Friday, March 7, 2008

Journal entry# 36 Charlotte Perkins Gilman

Siu Faat Jimmy Wong
English 48b
March 7, 2008
Professor Lankford

Quote:

I don’t like to look out of the windows even—there are so many of those creeping women, and they creep so fast. I wonder if they all come out of that wall-paper as I did?

Summary:

It is found in the end of the story. It explains what the narrator sees outside her room.

Response:

After the narrator has torn down most of the yellow wallpaper, she thinks that the woman inside the wall is now free. She can come out eventually. However, when I am reading this part, I ask, “So where is the freed woman?” Indeed, the woman in the wall has already combined with the narrator. They have become one unit. Instead of thinking it as a horror story, I think that the woman in the wall is an image of the narrator. Since the narrator always creeps in the room, she sees that the shadow also always creeps in the wall. Gilman wants to use the shadow on the wall to explain the hopelessness and weakness of the narrator that she cannot help herself out in that situation.

Why the women are always creeping? I think that Gilman wants to use “creeping” to explain that the women have no difference with infants. Since infants do not have power to stand up and walk, they always have to creep. Similar to women, they do not have the “power” to stand up. They will never have full development. The “power” can only be possessed by the men. Only men have the abilities to stand up.

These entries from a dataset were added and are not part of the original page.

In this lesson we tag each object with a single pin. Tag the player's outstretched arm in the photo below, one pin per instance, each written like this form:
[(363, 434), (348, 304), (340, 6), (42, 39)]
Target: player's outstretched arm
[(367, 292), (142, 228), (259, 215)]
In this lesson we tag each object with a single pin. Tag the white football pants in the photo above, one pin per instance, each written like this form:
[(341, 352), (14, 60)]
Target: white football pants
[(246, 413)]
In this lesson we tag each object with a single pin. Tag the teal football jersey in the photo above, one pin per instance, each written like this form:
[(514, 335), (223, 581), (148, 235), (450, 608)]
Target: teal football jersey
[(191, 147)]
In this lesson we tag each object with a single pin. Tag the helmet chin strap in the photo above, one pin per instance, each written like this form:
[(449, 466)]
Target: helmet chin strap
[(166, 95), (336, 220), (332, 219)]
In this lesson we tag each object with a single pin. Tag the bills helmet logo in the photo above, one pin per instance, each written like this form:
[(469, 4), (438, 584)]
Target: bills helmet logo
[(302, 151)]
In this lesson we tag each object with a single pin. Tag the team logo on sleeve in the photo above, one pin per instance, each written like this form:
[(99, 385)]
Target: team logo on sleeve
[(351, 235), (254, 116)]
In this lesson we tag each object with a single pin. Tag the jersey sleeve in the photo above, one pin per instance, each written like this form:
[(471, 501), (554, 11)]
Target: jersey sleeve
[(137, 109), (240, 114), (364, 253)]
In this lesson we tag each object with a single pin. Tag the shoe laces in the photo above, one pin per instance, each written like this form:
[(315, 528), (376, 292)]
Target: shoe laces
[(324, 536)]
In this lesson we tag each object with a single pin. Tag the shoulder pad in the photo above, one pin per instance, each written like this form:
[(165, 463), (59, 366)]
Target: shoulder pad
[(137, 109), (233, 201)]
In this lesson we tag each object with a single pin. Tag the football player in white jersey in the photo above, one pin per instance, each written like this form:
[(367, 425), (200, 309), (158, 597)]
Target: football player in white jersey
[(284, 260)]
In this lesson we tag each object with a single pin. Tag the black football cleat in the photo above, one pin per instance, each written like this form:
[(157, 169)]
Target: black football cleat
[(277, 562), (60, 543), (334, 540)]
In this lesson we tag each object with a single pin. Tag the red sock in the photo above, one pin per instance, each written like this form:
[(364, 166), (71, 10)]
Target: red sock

Moreover, in another point of view, I think that the women do not have the courage to stand up. If they stand up, they may threaten the social and family positions of the men. Therefore, the men would use his “power” to “cure” them in the method which is similar to what the narrator receives.Furthermore, “those creeping women” outsides the rooms help explain that there are actually many women like the narrator in that time period. Gilman wants to use these women and the narrator to further prove that the narrator is not the exceptional case. It is a common trend in that society. Women are treated as infants. They are always trapped in their houses which have no difference with prisons.